Hi, This is for all my foreign friends who plan to travel to India alone. Independent travel may sound fun but an UNPLANNED trip can be life threatening. You may be cheated, looted or worst.
This comes from a recent experience of mine that I had at Gorakhpur while on the way back from Nepal. I was having lunch with a friend of mine at one of the dhabas opposite to the rail station, when this young foreign tourist sitting next to us, said ‘Namastey’ to me. I asked him where he was from. He said, China. So I responded to his Namastey with a ‘Ni Hao’ (Chinese term for greeting). He was happily surprised. I then shared with him experiences of my visit to China and during the conversation he told me that he was stuck in Gorakhpur as he could not manage to get a train ticket to travel to the next city. There were no tickets available at the station counter and he had no clue that reservations for Indian Rail can also be made online. All he could manage was a ticket to Varanasi for the ‘General’ compartment. I told him that we as locals don’t dare to enter that overcrowded coach, forget about you travelling in that! He later went on to tell us that he was in India for a week and had plans to cover 5 cities by doing rail travel including cities like Delhi & Bombay, which were very far from where he was. To my shock, he had no rail reservations, no hotels bookings and nothing at all to execute his plans to reality. He was clueless about what he was doing. I told him, what he was doing was not realistic and he was only making a fool of himself.
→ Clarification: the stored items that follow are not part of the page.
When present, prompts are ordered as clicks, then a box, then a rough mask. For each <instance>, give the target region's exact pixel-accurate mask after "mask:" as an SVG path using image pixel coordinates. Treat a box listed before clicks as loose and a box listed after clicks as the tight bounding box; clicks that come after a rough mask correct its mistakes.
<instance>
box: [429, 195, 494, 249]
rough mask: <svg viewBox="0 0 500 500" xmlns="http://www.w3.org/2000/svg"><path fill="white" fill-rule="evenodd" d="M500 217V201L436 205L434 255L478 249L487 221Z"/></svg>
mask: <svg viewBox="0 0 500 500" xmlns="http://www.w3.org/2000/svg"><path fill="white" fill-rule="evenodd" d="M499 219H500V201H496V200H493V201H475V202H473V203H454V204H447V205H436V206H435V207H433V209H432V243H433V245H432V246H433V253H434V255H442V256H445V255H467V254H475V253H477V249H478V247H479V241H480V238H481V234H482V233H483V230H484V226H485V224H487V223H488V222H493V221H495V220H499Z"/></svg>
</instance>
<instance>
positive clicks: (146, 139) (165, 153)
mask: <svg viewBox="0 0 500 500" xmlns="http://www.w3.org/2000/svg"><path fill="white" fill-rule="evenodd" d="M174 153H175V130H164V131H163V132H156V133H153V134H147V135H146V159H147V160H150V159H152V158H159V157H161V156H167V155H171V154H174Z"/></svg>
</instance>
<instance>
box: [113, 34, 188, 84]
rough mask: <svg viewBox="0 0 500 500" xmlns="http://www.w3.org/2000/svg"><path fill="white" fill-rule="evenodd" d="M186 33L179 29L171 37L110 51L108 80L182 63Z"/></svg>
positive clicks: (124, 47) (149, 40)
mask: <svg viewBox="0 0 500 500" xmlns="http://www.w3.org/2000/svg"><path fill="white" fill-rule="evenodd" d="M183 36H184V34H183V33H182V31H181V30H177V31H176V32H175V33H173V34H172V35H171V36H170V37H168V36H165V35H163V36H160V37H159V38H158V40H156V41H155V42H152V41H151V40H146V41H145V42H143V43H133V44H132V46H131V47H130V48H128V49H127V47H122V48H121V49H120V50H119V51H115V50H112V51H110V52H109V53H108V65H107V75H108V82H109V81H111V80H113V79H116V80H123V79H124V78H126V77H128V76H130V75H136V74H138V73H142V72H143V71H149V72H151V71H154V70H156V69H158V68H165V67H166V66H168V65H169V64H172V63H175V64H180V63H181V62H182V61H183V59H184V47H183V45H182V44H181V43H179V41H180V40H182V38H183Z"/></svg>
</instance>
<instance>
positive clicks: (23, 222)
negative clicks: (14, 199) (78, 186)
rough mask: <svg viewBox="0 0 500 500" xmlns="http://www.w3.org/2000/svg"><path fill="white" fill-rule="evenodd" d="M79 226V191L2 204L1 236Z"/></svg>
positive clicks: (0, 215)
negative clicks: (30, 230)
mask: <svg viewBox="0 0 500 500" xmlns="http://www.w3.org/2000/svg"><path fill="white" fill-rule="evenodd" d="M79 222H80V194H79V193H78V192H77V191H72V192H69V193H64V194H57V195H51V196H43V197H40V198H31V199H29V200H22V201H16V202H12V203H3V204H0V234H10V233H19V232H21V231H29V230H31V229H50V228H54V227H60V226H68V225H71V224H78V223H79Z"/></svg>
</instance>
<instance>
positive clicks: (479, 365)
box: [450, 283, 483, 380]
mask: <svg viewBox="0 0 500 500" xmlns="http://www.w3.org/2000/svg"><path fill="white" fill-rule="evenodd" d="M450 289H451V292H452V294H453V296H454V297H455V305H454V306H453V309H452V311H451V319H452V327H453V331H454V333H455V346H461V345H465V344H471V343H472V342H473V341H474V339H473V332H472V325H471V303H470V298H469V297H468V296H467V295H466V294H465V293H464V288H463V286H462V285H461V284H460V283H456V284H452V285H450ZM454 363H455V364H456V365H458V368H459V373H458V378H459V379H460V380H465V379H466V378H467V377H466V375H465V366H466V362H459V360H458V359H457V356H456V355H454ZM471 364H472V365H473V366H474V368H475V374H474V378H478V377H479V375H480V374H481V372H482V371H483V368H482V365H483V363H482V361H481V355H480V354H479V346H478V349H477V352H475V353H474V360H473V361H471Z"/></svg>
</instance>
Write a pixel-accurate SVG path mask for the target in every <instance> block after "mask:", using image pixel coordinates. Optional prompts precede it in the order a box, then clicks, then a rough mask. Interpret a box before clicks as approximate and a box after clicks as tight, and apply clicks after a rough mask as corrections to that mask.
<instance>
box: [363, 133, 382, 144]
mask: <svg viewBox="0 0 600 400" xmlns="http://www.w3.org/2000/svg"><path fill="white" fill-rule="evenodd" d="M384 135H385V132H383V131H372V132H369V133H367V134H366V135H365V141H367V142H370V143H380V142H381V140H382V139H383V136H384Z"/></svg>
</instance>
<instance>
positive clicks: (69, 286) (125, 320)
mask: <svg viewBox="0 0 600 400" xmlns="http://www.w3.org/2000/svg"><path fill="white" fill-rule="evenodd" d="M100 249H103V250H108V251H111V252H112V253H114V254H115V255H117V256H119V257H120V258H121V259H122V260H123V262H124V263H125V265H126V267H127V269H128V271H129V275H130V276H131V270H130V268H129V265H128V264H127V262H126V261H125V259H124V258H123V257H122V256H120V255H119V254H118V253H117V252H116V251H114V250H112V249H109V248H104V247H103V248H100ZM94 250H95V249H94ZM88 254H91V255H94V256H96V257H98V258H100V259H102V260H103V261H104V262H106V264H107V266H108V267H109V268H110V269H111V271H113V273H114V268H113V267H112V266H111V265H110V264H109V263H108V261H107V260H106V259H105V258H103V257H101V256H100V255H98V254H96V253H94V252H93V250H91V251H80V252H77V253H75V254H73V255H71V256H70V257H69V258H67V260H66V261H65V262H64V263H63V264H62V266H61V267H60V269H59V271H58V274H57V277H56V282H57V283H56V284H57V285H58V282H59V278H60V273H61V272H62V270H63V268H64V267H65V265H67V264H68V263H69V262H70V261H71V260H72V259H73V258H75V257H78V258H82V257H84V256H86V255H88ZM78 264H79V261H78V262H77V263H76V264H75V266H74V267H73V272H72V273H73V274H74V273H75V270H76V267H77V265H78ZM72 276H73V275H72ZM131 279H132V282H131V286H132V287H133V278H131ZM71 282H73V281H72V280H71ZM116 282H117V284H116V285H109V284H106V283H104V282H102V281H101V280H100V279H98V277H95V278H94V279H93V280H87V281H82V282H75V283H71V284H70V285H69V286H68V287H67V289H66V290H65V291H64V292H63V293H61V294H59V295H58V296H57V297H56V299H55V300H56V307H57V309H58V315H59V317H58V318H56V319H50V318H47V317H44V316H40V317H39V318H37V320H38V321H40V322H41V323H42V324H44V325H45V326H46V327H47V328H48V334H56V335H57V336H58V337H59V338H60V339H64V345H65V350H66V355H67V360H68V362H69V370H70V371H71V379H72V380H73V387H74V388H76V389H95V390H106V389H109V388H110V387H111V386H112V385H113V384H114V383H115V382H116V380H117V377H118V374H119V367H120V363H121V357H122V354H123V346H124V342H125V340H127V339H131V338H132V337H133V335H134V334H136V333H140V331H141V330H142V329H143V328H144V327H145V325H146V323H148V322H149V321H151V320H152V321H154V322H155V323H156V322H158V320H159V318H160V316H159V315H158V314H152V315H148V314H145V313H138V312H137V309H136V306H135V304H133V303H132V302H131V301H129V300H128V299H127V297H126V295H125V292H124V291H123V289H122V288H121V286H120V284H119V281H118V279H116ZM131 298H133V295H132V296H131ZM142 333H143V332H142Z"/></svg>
I decided to bail him out of his critical situation. I was more than willing to help him because in the past I have found myself in similar situations at various places that I have been to, including his country, China. And every time it was the locals, who were my saviors. Now it was my chance to return the favour. I told him that I was travelling to Delhi and had a reservation in the AC Coach of one of the trains, and that he can share the berth with me and can comfortably reach Delhi. I also promised him that upon reaching Delhi, I will make all his rail bookings and hotel reservations for all the cities he wanted to travel to. After a long thought, he refused to my help. He probably would have thought that asking for help from a stranger in a foreign nation might land him in deeper trouble. He rather asked for my e-mail and phone number and said that he would contact me if gets into any trouble. While departing, he told me that I was the first nice guy that he met in India. He also asked my friend to take a picture of us with his camera. So far, I have not heard from him. I can only pray that he reaches home safely.
In my opinion, the best way to travel to a new country is to explore the place with locals. But if you don’t have that luxury, then the next best option is to travel in a group, especially for female tourists. Else you may take the services of a tour operator who would put you in a group with other tourists and you can then travel happily with them. But if you are one of those people like me, who believe that travelling in a group can ruin all the fun and that tour operators are for the faint hearted; then remember, PLANNING and RESEARCH is the key. Without proper planning, you are destined to come back home with poor memories of the people and the place.
But keep travelling, don’t let excuses stop you. Because when we travel, we realize how wrong we were of people and places.